新たに日本国内で発売するヒョンデのFCEV、新型「NEXO」(筆者撮影)
アメリカとイスラエルによるイラン攻撃で大きく揺れ動く中東情勢を受け、日本では今、改めて「エネルギー自給率16.4%」という厳しい現実に直面している状況だ。
基本的な方策としては、「第7次エネルギー基本計画」、および「GX(グリーントランスフォーメーション)2040ビジョン」において、国は2023年度の電源構成見通しで、23%だった再エネ比率を4〜5割に引き上げるとしている。
つまり国としては、多様なエネルギーを総動員する、いわばエネルギーのマルチパスウェイに向けて動き出しているわけだ。
FCEVは“死の谷”を越えられるか?
水素については、2024年に「水素社会推進法」が成立しており、規制緩和や支援の一体化を制度化していく方針となっている。
その一環で、水素等の供給・需要を創出するプロジェクトについて、ガソリンや軽油など化石燃料などとの価格差を支援するスキームを2025年3月末まで公募しており、27件の応募があったという。

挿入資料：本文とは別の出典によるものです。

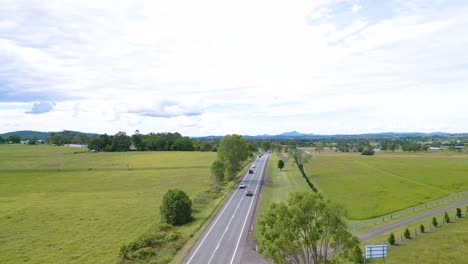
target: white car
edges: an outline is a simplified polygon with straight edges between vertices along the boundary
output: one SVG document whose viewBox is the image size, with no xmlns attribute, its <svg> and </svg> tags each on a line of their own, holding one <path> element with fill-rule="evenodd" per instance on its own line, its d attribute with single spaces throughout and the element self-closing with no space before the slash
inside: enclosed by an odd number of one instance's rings
<svg viewBox="0 0 468 264">
<path fill-rule="evenodd" d="M 239 183 L 239 189 L 244 189 L 246 186 L 245 186 L 245 183 L 244 182 L 240 182 Z"/>
</svg>

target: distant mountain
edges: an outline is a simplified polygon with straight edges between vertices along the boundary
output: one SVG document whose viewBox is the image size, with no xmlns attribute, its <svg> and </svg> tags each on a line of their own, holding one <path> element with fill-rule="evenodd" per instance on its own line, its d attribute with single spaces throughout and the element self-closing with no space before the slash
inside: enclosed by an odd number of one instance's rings
<svg viewBox="0 0 468 264">
<path fill-rule="evenodd" d="M 306 137 L 306 136 L 313 136 L 313 135 L 314 134 L 303 134 L 297 131 L 292 131 L 292 132 L 285 132 L 276 136 L 277 137 Z"/>
<path fill-rule="evenodd" d="M 41 132 L 41 131 L 33 131 L 33 130 L 21 130 L 21 131 L 13 131 L 13 132 L 8 132 L 4 134 L 0 134 L 1 137 L 7 138 L 11 135 L 18 135 L 21 139 L 28 139 L 33 136 L 37 137 L 38 139 L 46 139 L 50 137 L 50 134 L 52 133 L 61 133 L 63 131 L 59 132 Z M 93 136 L 99 136 L 100 134 L 95 134 L 95 133 L 83 133 L 79 131 L 68 131 L 70 132 L 71 135 L 77 135 L 77 134 L 85 134 L 87 137 L 93 137 Z"/>
</svg>

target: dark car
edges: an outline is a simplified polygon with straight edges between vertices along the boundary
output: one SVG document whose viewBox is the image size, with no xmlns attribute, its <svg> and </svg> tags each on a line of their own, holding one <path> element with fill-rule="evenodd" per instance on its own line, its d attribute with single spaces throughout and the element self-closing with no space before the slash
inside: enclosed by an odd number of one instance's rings
<svg viewBox="0 0 468 264">
<path fill-rule="evenodd" d="M 249 170 L 249 173 L 252 174 L 252 173 L 253 173 L 253 170 Z"/>
<path fill-rule="evenodd" d="M 253 192 L 252 192 L 251 190 L 247 190 L 247 191 L 245 192 L 245 195 L 246 195 L 246 196 L 253 196 Z"/>
</svg>

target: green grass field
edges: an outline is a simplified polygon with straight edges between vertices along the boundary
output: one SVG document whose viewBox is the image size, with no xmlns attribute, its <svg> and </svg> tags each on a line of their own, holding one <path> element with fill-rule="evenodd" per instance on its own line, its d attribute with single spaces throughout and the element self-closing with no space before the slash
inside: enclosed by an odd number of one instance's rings
<svg viewBox="0 0 468 264">
<path fill-rule="evenodd" d="M 267 175 L 271 182 L 262 187 L 262 194 L 259 201 L 259 214 L 265 211 L 272 203 L 286 201 L 289 192 L 302 192 L 310 190 L 304 184 L 302 177 L 296 177 L 296 167 L 292 163 L 285 164 L 280 171 L 277 167 L 279 157 L 271 155 L 268 158 Z"/>
<path fill-rule="evenodd" d="M 450 215 L 453 218 L 452 210 Z M 442 215 L 438 215 L 439 223 L 442 222 Z M 453 221 L 453 220 L 452 220 Z M 421 221 L 428 230 L 430 219 Z M 413 224 L 408 227 L 412 233 L 421 223 Z M 388 246 L 388 257 L 385 263 L 468 263 L 466 252 L 468 252 L 468 219 L 466 216 L 454 223 L 445 224 L 436 229 L 420 234 L 410 240 L 404 239 L 400 242 L 400 234 L 405 228 L 394 230 L 397 238 L 397 246 Z M 419 232 L 419 229 L 418 229 Z M 373 241 L 368 241 L 365 244 L 370 245 L 372 242 L 385 241 L 389 233 L 382 235 Z M 374 259 L 372 263 L 383 263 L 381 259 Z"/>
<path fill-rule="evenodd" d="M 0 263 L 115 263 L 159 223 L 166 190 L 210 188 L 216 153 L 0 145 Z M 212 206 L 211 206 L 212 207 Z M 182 228 L 193 232 L 208 208 Z"/>
<path fill-rule="evenodd" d="M 468 155 L 461 153 L 317 154 L 306 170 L 329 199 L 345 207 L 349 219 L 372 218 L 468 188 Z"/>
</svg>

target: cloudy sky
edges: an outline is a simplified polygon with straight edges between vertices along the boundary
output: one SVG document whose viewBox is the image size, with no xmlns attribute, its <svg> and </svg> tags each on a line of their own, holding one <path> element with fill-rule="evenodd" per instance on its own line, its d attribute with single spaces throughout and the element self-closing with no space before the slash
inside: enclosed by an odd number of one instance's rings
<svg viewBox="0 0 468 264">
<path fill-rule="evenodd" d="M 468 132 L 468 1 L 0 0 L 0 133 Z"/>
</svg>

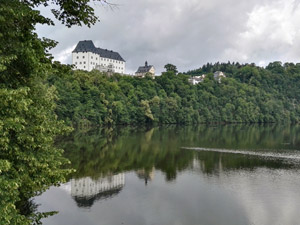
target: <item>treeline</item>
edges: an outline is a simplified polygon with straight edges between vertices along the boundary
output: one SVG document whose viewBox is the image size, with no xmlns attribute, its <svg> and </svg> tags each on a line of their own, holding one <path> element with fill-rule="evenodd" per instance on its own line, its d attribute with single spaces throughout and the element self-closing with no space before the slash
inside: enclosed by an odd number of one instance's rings
<svg viewBox="0 0 300 225">
<path fill-rule="evenodd" d="M 300 64 L 216 63 L 184 74 L 174 68 L 141 79 L 66 67 L 49 78 L 56 113 L 72 125 L 299 122 Z M 221 83 L 213 78 L 219 70 Z M 203 82 L 188 82 L 202 74 Z"/>
</svg>

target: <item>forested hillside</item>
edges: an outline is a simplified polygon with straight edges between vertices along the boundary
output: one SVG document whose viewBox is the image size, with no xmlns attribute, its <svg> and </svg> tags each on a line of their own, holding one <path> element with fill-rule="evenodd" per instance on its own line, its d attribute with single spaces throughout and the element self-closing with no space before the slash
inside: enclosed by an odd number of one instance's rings
<svg viewBox="0 0 300 225">
<path fill-rule="evenodd" d="M 214 80 L 215 71 L 225 73 L 221 83 Z M 201 74 L 203 82 L 188 82 Z M 216 63 L 184 74 L 168 70 L 154 80 L 66 67 L 49 82 L 58 91 L 58 117 L 73 125 L 300 120 L 300 64 Z"/>
</svg>

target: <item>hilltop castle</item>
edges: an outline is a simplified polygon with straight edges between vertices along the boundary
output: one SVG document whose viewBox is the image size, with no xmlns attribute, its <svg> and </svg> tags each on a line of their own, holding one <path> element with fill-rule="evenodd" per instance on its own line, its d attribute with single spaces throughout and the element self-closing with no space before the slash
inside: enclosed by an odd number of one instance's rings
<svg viewBox="0 0 300 225">
<path fill-rule="evenodd" d="M 91 40 L 78 42 L 72 52 L 72 64 L 81 70 L 125 73 L 125 60 L 118 52 L 96 48 Z"/>
<path fill-rule="evenodd" d="M 148 62 L 145 62 L 145 66 L 140 66 L 138 70 L 135 72 L 135 76 L 137 77 L 145 77 L 146 74 L 149 74 L 152 78 L 155 77 L 155 69 L 154 66 L 148 65 Z"/>
</svg>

認定された事例として、愛知製鋼の愛知県東海市知多工場で、トヨタと千代田化工建設製の水電解装置による水素製造がある。

経済産業省の支援プロジェクトのひとつ、愛知製鋼関連の模型(筆者撮影)
このように、いくつかの自動車メーカーでは、燃料電池の商用利用に向けた動きを着実に進めている。一方、一般ユーザー目線では、燃料電池乗用車ラインアップの先行きが見えないことから、結果的に燃料電池車への関心が薄れていると言えるだろう。
燃料電池車は今、乗用車としての“死の谷”を越えたとは言えないものの、商用車需要による水素社会基盤の構築は進んでおり、水素社会構想全体として見れば“死の谷越え”はありうるというのが、筆者の見立てだ。